Episode 6: Alex McPhee

Alex McPhee's maps

Val Marie independent cartographer Alex McPhee describes teaching himself to make enormous reference maps, his pre-mapping road trips, rural Saskatchewanians’ surprise in finding every train station on his provincial map (they didn’t believe him), how cartographers need to observe people interacting with their maps, and how nothing sells huge paper maps like a radio interview.


Episode 5: Kate Tarling

Kate Tarling's maps

Bristol textile artist and mapmaker Kate Tarling talks freehand machine embroidering coastlines onto lampshades, her preference for silk paints (despite the hassle), color inspiration from her garden, and how she does most of her sketching in her head during dog walks.


Episode 4: Sara Drake

Sara Drake's maps

Fremantle mapmaker, artist and illustrator Sara Drake on her first globe, her two-year wait list, the challenge of photographing her ultra-detailed 3D maps, and adding to a piece until “someone physically wrestles it out of [her] hands.”

Map artists she likes:


Episode 3: Mike Hall

Mike Hall's maps

British illustrator and cartographer Mike Hall talks early mapping projects of his native Harlow, his favorite map aesthetic, the relaxing practice of coastline-tracing and how he will type and place 1,500 labels but will not make a “Where's Wally?” map.


Episode 2: Anna Eshelman

Anna Eshelman's maps

Oregon cartographic designer, illustrator and production artist Anna Eshelman talks sketching Mt.

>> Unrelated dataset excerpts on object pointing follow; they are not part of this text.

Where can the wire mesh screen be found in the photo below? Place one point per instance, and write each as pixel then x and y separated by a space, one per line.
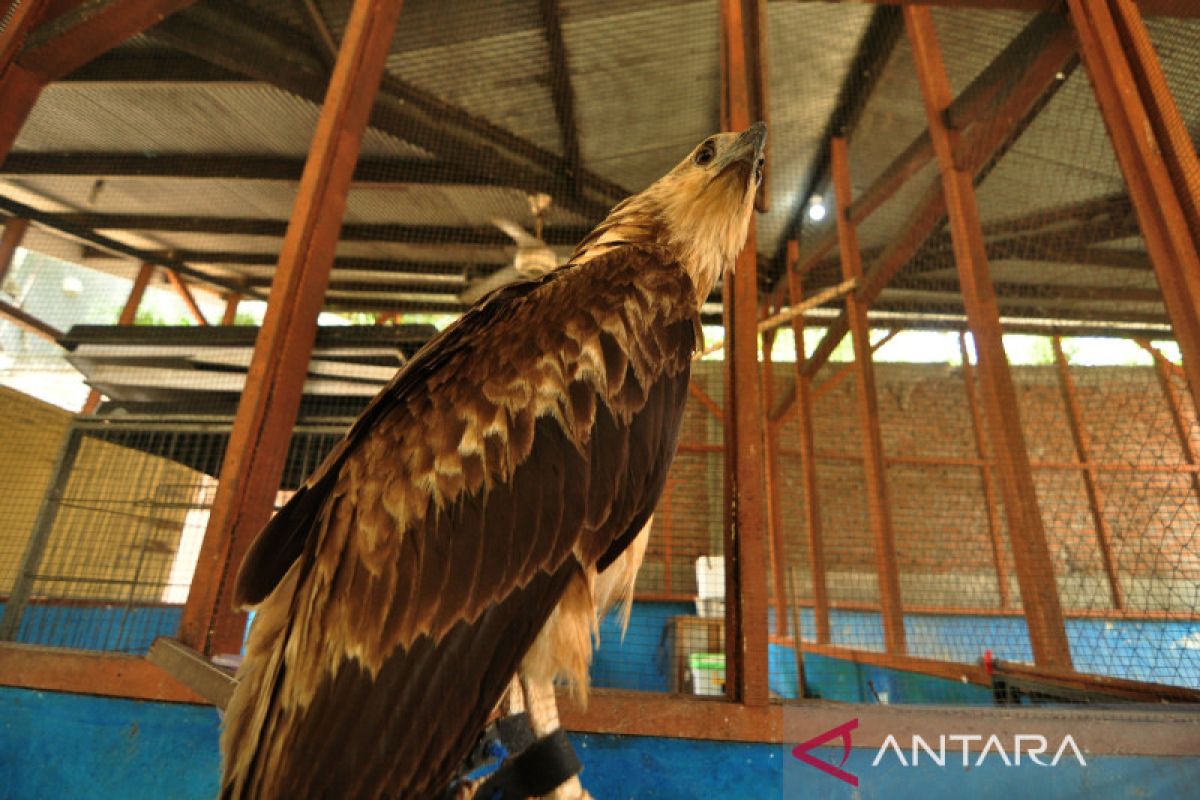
pixel 112 549
pixel 1095 379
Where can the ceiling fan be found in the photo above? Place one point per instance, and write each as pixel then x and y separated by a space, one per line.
pixel 533 258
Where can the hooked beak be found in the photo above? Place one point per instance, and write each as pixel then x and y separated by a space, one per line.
pixel 747 148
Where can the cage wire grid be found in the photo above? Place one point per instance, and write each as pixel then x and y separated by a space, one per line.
pixel 1120 516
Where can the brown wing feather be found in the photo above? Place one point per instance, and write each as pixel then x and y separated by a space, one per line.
pixel 453 519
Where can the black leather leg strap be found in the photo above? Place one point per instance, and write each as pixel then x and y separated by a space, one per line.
pixel 537 770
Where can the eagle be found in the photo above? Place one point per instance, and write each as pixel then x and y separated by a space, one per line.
pixel 515 458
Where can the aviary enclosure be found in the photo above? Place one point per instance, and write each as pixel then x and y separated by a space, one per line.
pixel 946 449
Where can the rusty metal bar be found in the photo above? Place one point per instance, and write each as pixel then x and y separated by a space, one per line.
pixel 13 234
pixel 1035 567
pixel 813 524
pixel 989 485
pixel 1083 450
pixel 874 467
pixel 747 667
pixel 1141 121
pixel 267 413
pixel 784 407
pixel 774 491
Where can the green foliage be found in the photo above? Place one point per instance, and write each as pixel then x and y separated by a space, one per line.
pixel 151 317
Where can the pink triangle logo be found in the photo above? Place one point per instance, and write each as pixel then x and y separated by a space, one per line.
pixel 843 732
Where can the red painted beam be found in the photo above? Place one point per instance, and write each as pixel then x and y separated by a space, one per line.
pixel 267 413
pixel 747 677
pixel 1035 566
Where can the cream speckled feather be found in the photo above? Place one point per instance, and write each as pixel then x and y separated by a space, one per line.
pixel 514 459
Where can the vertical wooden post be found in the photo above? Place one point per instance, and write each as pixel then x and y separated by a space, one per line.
pixel 13 234
pixel 874 467
pixel 129 314
pixel 19 88
pixel 1163 370
pixel 774 488
pixel 808 456
pixel 747 677
pixel 989 483
pixel 1031 553
pixel 1083 451
pixel 1156 157
pixel 258 444
pixel 231 313
pixel 186 295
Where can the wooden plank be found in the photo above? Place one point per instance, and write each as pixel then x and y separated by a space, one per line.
pixel 13 234
pixel 813 523
pixel 192 669
pixel 88 672
pixel 747 564
pixel 258 443
pixel 874 467
pixel 91 29
pixel 561 90
pixel 185 294
pixel 129 316
pixel 985 476
pixel 1141 121
pixel 231 313
pixel 1092 487
pixel 1031 553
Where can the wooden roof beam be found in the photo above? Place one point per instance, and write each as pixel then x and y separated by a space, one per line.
pixel 487 236
pixel 88 30
pixel 1150 7
pixel 89 236
pixel 233 37
pixel 369 172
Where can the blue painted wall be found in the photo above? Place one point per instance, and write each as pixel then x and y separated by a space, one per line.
pixel 69 746
pixel 1167 653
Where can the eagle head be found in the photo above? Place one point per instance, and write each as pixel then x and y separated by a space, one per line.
pixel 703 204
pixel 700 210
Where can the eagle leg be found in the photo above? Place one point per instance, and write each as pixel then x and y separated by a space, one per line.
pixel 538 698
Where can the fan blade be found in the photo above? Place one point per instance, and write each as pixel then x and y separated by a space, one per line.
pixel 516 233
pixel 477 289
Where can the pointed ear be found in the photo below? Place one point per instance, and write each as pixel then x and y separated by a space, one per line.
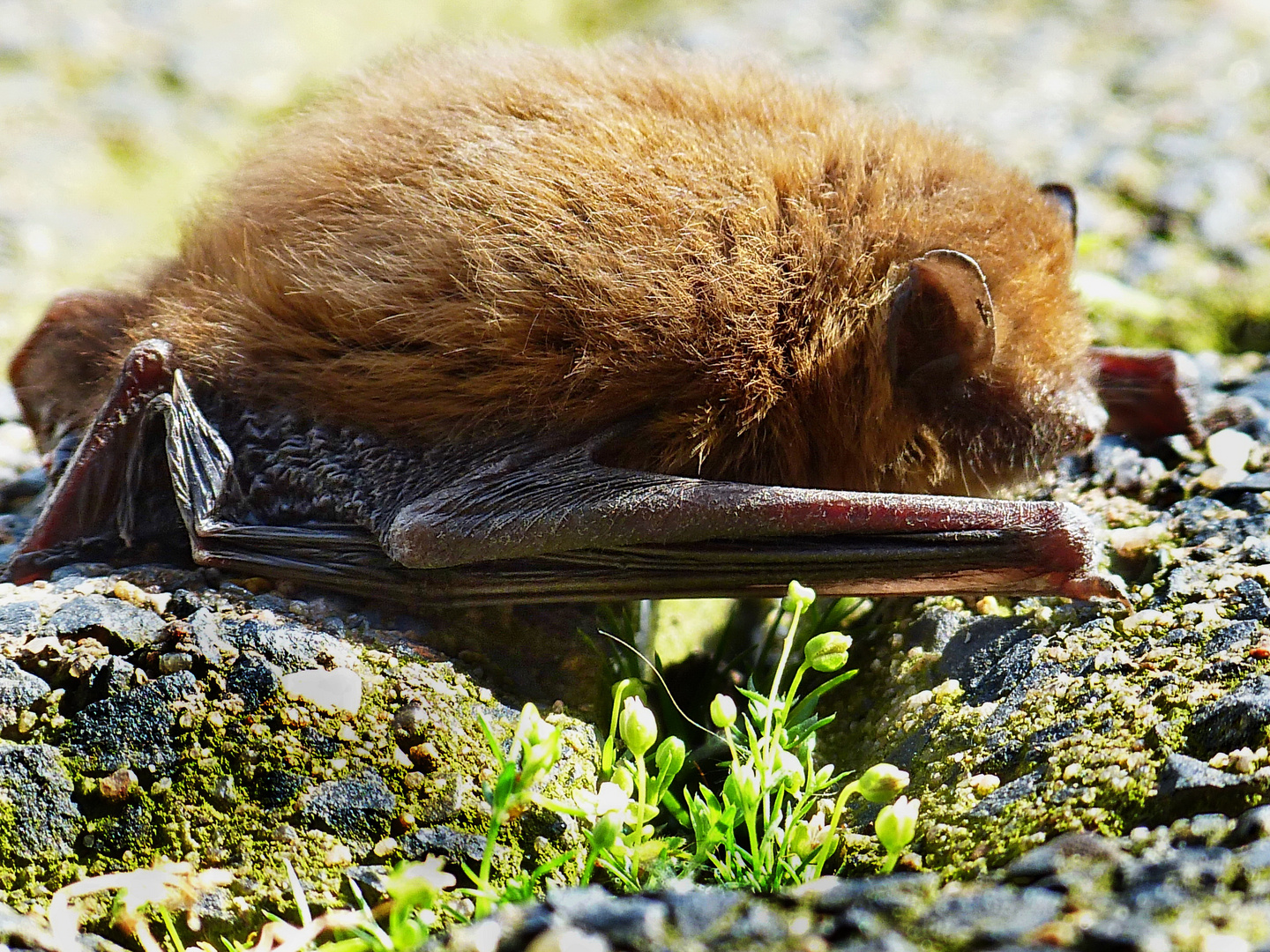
pixel 941 324
pixel 1062 198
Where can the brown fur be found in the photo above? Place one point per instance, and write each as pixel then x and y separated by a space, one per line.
pixel 526 239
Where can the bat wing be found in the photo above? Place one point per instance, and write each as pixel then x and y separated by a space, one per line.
pixel 533 524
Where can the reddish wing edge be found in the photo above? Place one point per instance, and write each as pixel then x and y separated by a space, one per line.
pixel 564 528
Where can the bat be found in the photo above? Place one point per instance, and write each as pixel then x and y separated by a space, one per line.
pixel 525 325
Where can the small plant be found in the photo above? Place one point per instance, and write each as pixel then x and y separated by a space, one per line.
pixel 775 795
pixel 775 822
pixel 534 752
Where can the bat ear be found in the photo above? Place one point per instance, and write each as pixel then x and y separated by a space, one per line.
pixel 941 326
pixel 1062 198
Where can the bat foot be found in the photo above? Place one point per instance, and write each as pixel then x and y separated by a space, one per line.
pixel 1100 585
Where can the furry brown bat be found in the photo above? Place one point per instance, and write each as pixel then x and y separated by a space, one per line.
pixel 510 324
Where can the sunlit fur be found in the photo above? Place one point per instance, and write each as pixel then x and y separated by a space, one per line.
pixel 508 239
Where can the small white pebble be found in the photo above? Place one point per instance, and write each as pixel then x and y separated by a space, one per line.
pixel 1221 942
pixel 983 784
pixel 340 854
pixel 565 941
pixel 1229 449
pixel 484 936
pixel 1147 616
pixel 1138 539
pixel 1217 476
pixel 947 691
pixel 340 689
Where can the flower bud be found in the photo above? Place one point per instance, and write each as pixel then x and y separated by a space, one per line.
pixel 723 711
pixel 669 759
pixel 606 830
pixel 800 841
pixel 629 687
pixel 897 824
pixel 827 651
pixel 882 782
pixel 624 779
pixel 611 799
pixel 638 726
pixel 790 770
pixel 798 597
pixel 742 787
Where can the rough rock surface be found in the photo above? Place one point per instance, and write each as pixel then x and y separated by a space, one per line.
pixel 1201 883
pixel 152 724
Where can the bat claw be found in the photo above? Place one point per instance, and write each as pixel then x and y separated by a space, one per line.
pixel 1096 585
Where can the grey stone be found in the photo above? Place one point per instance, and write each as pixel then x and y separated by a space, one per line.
pixel 19 689
pixel 290 646
pixel 36 799
pixel 254 681
pixel 626 922
pixel 19 619
pixel 1007 793
pixel 990 657
pixel 135 729
pixel 357 807
pixel 442 841
pixel 108 620
pixel 1229 637
pixel 274 790
pixel 1252 825
pixel 698 913
pixel 1237 720
pixel 990 917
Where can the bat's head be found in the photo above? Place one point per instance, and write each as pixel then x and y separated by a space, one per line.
pixel 979 346
pixel 60 371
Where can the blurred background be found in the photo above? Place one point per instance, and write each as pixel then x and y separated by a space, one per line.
pixel 116 115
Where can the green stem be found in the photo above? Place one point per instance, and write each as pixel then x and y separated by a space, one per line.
pixel 641 791
pixel 780 668
pixel 823 853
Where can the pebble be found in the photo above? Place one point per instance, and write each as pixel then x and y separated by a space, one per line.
pixel 338 689
pixel 1229 450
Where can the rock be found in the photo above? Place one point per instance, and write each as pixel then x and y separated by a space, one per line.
pixel 136 729
pixel 1229 450
pixel 254 681
pixel 357 807
pixel 38 818
pixel 19 619
pixel 338 689
pixel 1237 720
pixel 698 913
pixel 107 620
pixel 198 635
pixel 1252 602
pixel 1071 850
pixel 628 922
pixel 288 645
pixel 1231 636
pixel 277 790
pixel 442 841
pixel 989 657
pixel 1186 785
pixel 990 918
pixel 19 689
pixel 1251 827
pixel 1007 793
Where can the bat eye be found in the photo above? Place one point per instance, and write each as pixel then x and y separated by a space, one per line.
pixel 941 325
pixel 1062 198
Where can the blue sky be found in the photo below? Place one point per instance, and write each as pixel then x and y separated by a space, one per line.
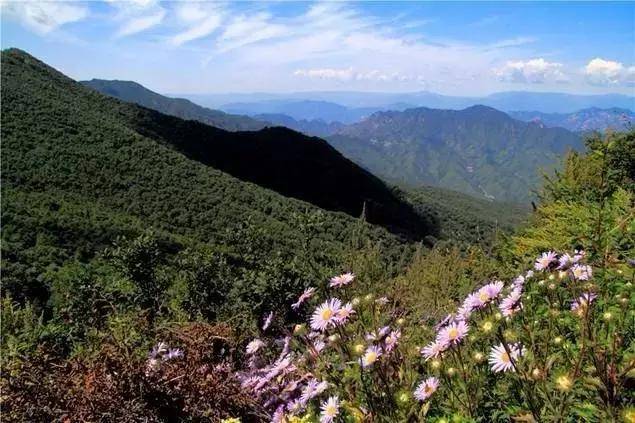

Rainier while pulling 26-mile days on the Wonderland Trail, why she begins her illustrations with a blunt pencil, and the enormous manual shaded relief she’d finish if she had any time.


Episode 1: Alex Hotchin

Alex Hotchin's maps

Australian cartographer and illustrator Alex Hotchin talks about cycling from Scotland to Cambodia sans GPS and “a career drawing how beautiful the world can be.”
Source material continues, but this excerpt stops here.